A client on a fast connection will come in and will pull the data as fast as the server can spit it out, keeping the process and the buffers occupied for the minimum amount of wall clock time and the number of times the 'poll' cycle is done is very small.
But the slowpokes, the ones on dial up and on congested lines will get you every time. They keep the processes busy far longer than you'd want and you have to hit the 'poll' cycle far more frequently, first to see if they've finally completed sending you a request, then to see if they've finally received the last little bit of data that you sent them.
The impact of this is very easy to underestimate, and if you're benchmarking web servers for real world conditions you could do a lot worse than to run a test across a line that is congested on purpose.
> the ones on dial up and on congested lines will get you every time.
Do you have numbers on the dial-up users for your server? My understanding is that there's far fewer, so this is bogus. Show evidence of high dial-up penetration first.
> They keep the processes busy far longer than you'd want and you have to hit the 'poll' cycle far more frequently
Again, you have no numbers on the active/total ratio in your server, so unless you do this statement doesn't refute what I found. I've presented evidence that just shows the math of O(N=active) / O(N=total) holds up. Simple math. The only way epoll wins for all load types is if it is as fast as poll all the time. My tests show it's not, which stands to reason since it's implemented using more syscalls than poll.
> The impact of this is very easy to underestimate, and if you're benchmarking web servers for real world conditions you could do a lot worse than to run a test across a line that is congested on purpose.
Again, you have no definition of "congestion". If you adopt a simple metric like ATR then we can talk. As it is, you (and everyone else) just throws around latency numbers like those matter when really the performance break is in the ATR. In addition, my numbers show the performance break being at about 60% ATR, so if you're saying that no server every goes above 60% activity levels then you're totally wrong. 60% is not completely unreasonable on a loaded server.
But, I think you're missing a key point: You need both in a server like Mongrel2. I never said epoll sucks and poll rocks (since you probably didn't read the article). I said something very exact and measurable:
> epoll is faster than poll when the active/total FD ratio is < 0.6, but poll is faster than epoll when the active/total ratio is > 0.6.
If you don't think that's the case in "the real world" then go measure it and report back. That's the science part. I totally don't believe it yet myself, which is why I'm measuring it and showing the methods to everyone so they can confirm it for me.
The webserver is custom job called yawwws (yet-another-www-server) that is used to serve up a variety of bits and pieces for a high traffic website, typically the requests are very short in nature (a 500 byte request followed by a < 10K answer).
After about two hours of running the active-to-total ratio varied between 10% to 40% for 5 minute intervals, with the majority of the 5 minute buckets around the 30% mark. I'm actually quite surprised at the spread.
The bigger portion of the time seems to be spent waiting for the clients to send the request, most if not all of the output data should fit in the TCP output buffers, so that actually skews the results upwards, for longer running requests sending more data to the clients the active-to-total ratios would probably be a bit lower.
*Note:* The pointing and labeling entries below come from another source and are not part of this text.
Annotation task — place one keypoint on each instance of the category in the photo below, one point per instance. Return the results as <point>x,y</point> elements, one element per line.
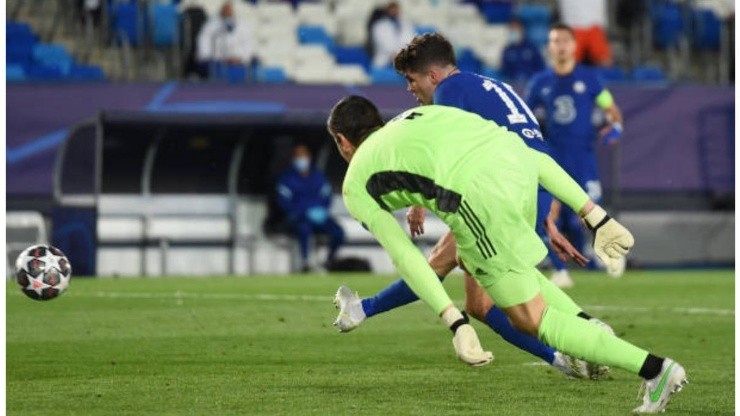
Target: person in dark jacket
<point>304,195</point>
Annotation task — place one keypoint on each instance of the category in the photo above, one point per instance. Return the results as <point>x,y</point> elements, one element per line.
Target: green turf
<point>265,345</point>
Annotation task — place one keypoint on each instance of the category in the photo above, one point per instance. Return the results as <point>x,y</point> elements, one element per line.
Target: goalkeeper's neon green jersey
<point>440,158</point>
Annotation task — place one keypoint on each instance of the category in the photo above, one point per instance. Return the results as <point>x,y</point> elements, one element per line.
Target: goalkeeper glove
<point>465,341</point>
<point>611,240</point>
<point>613,134</point>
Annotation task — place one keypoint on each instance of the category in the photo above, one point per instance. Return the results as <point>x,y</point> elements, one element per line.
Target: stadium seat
<point>164,24</point>
<point>648,73</point>
<point>668,25</point>
<point>317,14</point>
<point>351,55</point>
<point>706,29</point>
<point>53,56</point>
<point>497,11</point>
<point>311,34</point>
<point>467,61</point>
<point>87,73</point>
<point>422,29</point>
<point>17,29</point>
<point>20,51</point>
<point>386,76</point>
<point>534,14</point>
<point>611,74</point>
<point>270,75</point>
<point>14,72</point>
<point>125,21</point>
<point>44,73</point>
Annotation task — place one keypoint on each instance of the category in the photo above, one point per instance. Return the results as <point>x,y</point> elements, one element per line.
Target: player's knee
<point>526,322</point>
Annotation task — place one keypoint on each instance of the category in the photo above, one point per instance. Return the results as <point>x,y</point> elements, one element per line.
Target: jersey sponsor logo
<point>532,134</point>
<point>593,189</point>
<point>579,87</point>
<point>565,109</point>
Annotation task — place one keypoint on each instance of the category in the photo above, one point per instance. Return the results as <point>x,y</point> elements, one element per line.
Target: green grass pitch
<point>265,345</point>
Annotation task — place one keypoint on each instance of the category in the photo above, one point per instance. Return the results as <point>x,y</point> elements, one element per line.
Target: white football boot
<point>351,313</point>
<point>571,367</point>
<point>658,390</point>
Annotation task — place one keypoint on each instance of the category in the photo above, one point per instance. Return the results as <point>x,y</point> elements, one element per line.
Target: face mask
<point>515,36</point>
<point>229,23</point>
<point>301,164</point>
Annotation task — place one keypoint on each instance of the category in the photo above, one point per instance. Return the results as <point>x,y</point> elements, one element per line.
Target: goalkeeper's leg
<point>564,331</point>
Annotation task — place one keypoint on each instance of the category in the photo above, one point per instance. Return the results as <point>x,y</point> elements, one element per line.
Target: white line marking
<point>179,295</point>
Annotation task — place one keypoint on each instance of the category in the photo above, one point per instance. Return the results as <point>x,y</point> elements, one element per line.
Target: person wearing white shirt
<point>224,39</point>
<point>389,34</point>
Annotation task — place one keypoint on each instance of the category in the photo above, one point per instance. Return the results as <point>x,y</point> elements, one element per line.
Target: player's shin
<point>583,339</point>
<point>393,296</point>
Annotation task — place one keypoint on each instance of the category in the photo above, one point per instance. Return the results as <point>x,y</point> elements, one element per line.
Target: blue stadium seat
<point>125,21</point>
<point>538,34</point>
<point>14,72</point>
<point>706,29</point>
<point>310,34</point>
<point>43,73</point>
<point>20,51</point>
<point>386,76</point>
<point>490,73</point>
<point>534,14</point>
<point>351,55</point>
<point>611,74</point>
<point>53,56</point>
<point>668,24</point>
<point>17,29</point>
<point>648,73</point>
<point>87,73</point>
<point>164,24</point>
<point>270,75</point>
<point>467,61</point>
<point>496,11</point>
<point>422,29</point>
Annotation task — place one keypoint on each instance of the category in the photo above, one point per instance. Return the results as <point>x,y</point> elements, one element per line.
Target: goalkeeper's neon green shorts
<point>496,236</point>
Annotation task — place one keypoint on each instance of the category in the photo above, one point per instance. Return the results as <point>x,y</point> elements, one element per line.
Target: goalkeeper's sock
<point>499,322</point>
<point>393,296</point>
<point>582,339</point>
<point>555,297</point>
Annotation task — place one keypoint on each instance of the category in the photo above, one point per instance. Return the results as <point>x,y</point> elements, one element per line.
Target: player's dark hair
<point>355,117</point>
<point>423,51</point>
<point>563,26</point>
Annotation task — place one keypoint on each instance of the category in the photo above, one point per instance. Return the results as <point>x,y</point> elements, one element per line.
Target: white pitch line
<point>317,298</point>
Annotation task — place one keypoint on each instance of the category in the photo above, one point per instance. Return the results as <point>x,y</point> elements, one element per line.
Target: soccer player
<point>569,93</point>
<point>481,180</point>
<point>428,63</point>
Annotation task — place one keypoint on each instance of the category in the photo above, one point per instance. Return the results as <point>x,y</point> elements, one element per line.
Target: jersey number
<point>515,116</point>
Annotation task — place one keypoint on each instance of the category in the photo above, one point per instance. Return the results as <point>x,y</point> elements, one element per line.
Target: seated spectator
<point>388,32</point>
<point>588,20</point>
<point>223,39</point>
<point>304,195</point>
<point>521,58</point>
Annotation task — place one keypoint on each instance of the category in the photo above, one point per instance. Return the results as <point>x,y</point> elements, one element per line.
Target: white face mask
<point>301,163</point>
<point>515,36</point>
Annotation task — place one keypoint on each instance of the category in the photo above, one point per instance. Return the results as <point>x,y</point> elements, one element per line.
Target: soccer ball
<point>43,272</point>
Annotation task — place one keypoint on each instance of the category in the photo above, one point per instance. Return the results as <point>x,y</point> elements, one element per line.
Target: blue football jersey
<point>569,102</point>
<point>493,100</point>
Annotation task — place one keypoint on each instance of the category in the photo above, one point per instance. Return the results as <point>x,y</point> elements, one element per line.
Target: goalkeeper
<point>481,180</point>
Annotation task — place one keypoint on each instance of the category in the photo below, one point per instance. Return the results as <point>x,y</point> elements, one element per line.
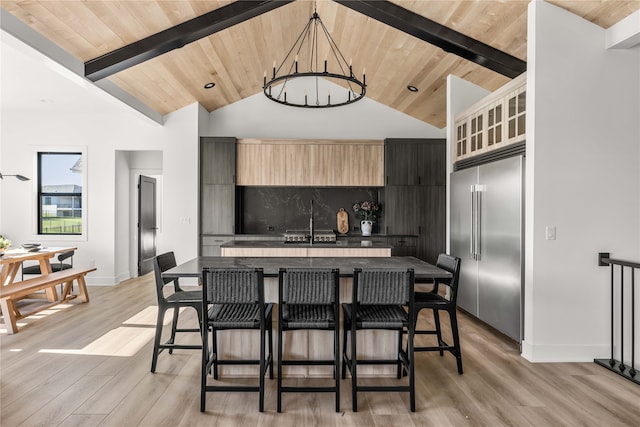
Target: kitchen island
<point>273,248</point>
<point>305,344</point>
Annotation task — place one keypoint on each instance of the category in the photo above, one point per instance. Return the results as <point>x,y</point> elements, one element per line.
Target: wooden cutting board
<point>343,221</point>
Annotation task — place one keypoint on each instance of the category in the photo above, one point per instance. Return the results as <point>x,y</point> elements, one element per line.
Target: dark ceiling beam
<point>438,35</point>
<point>177,36</point>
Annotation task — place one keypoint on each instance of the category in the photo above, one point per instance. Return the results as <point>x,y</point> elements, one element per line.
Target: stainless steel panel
<point>461,239</point>
<point>500,243</point>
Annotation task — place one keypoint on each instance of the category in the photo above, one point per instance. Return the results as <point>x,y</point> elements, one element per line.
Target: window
<point>60,193</point>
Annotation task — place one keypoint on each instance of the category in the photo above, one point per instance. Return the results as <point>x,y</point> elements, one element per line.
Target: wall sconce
<point>20,177</point>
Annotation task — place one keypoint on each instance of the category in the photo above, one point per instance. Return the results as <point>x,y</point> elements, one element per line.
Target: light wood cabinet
<point>349,163</point>
<point>496,121</point>
<point>258,162</point>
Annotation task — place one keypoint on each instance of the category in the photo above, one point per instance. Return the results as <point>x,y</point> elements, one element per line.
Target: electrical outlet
<point>550,233</point>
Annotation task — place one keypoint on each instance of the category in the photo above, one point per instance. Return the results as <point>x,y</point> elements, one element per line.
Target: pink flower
<point>366,210</point>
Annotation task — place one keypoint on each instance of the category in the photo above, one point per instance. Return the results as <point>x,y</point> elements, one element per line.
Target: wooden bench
<point>18,290</point>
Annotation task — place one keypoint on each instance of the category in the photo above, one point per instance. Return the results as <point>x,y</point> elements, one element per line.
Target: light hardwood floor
<point>89,365</point>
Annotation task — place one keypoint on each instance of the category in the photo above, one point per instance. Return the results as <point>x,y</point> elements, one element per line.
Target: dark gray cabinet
<point>415,194</point>
<point>217,189</point>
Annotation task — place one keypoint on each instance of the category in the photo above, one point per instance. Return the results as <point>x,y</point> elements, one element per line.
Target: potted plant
<point>367,211</point>
<point>4,243</point>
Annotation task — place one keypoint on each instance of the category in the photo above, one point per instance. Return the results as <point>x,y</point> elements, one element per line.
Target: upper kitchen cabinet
<point>217,188</point>
<point>496,121</point>
<point>339,163</point>
<point>415,161</point>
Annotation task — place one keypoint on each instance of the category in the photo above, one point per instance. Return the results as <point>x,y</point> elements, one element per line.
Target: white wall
<point>258,117</point>
<point>104,127</point>
<point>583,146</point>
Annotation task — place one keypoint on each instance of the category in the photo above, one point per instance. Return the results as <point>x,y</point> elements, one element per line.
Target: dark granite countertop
<point>368,244</point>
<point>423,270</point>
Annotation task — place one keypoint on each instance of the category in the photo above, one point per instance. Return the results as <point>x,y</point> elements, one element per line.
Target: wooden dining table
<point>12,259</point>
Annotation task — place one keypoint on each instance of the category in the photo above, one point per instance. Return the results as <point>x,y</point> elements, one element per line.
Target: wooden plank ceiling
<point>236,58</point>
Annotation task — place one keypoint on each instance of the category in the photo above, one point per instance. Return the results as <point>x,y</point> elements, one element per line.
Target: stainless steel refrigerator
<point>487,233</point>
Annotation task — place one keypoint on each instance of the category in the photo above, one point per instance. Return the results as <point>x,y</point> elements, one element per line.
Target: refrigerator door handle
<point>478,223</point>
<point>472,240</point>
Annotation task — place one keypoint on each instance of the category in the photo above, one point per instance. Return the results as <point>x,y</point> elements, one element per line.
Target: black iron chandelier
<point>295,86</point>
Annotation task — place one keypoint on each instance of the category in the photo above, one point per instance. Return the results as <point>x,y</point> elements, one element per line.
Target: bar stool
<point>175,301</point>
<point>436,302</point>
<point>308,299</point>
<point>378,301</point>
<point>233,299</point>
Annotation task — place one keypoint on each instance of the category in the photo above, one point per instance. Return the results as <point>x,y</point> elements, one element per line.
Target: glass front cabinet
<point>494,122</point>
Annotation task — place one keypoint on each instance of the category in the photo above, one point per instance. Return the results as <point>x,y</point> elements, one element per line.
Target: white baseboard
<point>549,353</point>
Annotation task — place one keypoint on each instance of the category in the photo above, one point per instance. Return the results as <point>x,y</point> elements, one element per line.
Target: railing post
<point>612,364</point>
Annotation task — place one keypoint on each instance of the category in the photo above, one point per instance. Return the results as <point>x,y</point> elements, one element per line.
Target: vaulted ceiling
<point>235,57</point>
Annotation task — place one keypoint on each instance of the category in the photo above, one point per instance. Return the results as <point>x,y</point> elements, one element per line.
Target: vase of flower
<point>367,211</point>
<point>365,227</point>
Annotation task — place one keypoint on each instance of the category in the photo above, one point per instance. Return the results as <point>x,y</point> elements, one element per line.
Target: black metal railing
<point>618,366</point>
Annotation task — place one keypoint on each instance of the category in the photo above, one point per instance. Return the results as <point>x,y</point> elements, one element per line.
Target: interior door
<point>146,224</point>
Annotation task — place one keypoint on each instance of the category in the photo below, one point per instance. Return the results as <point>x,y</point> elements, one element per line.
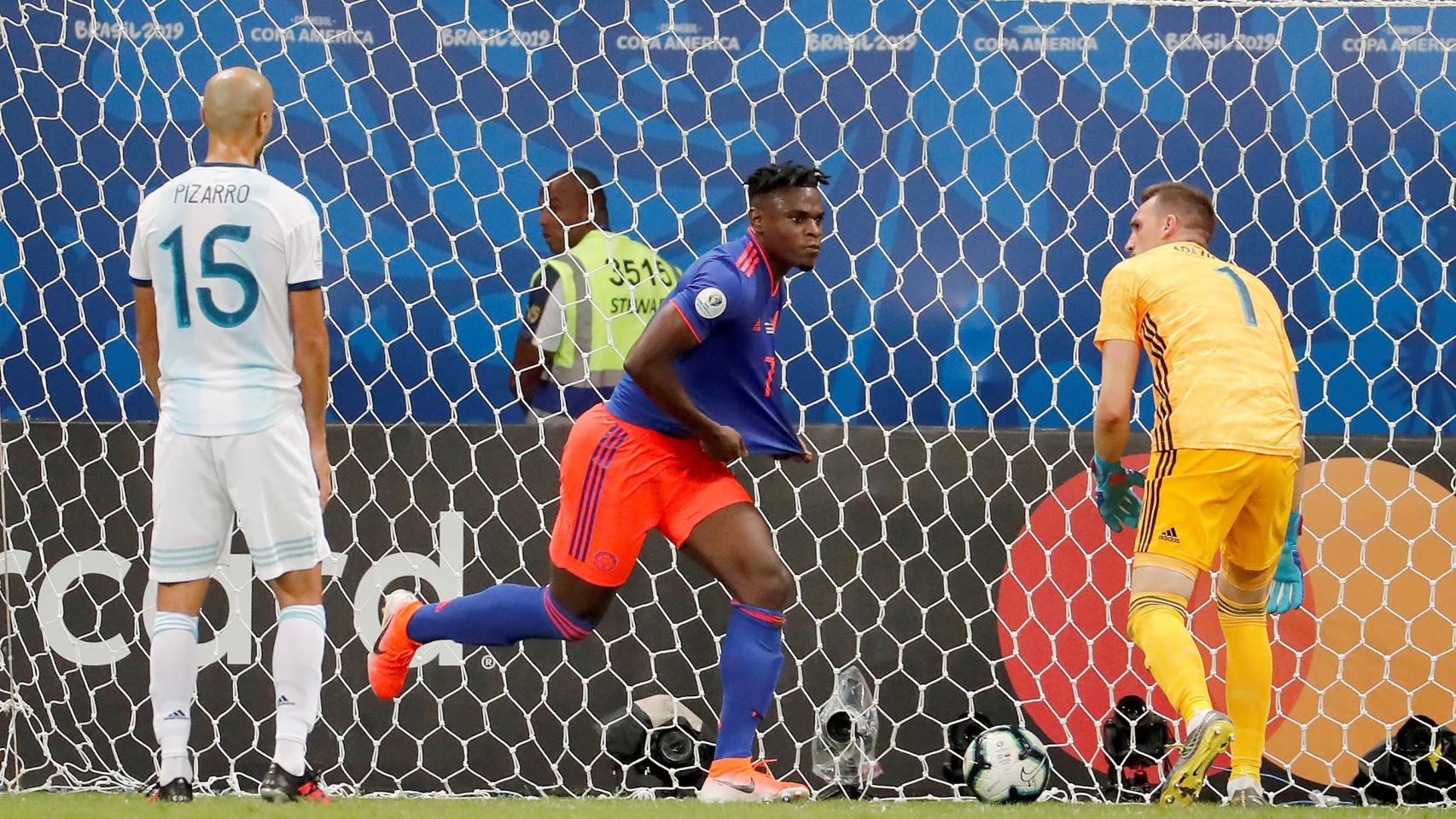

So 10% to 40% of all the sockets were active at any given time, the rest was idle, waiting for data to be received or for buffer space to be freed up so data could be written.
In this situation epoll would be faster than poll because epoll only sends the user process those fds that it actually has to deal with rather than all of them, so the loop that takes the output of the system call will have less iterations.
So, as I wrote before, I think the typical web server is, when it is dealing with the client facing side more often than not waiting for the client to do something, and it seems that on my server that hasn't changed since I last looked at it.
This server runs with keepalive off. Switching it on will most likely make the active-to-total ratio dramatically lower but I don't feel like pissing off a large number of users just to see how bad it could get. There is a good chance that my socket pool will turn out to be too small to do this without damage.
Chances are that for different workloads the percentages will vary but this setup is fairly typical (single threaded server, all requests served from memory) so I wouldn't expect to see too much variation on different sites, and if there is variation I'd expect it to go down rather than up.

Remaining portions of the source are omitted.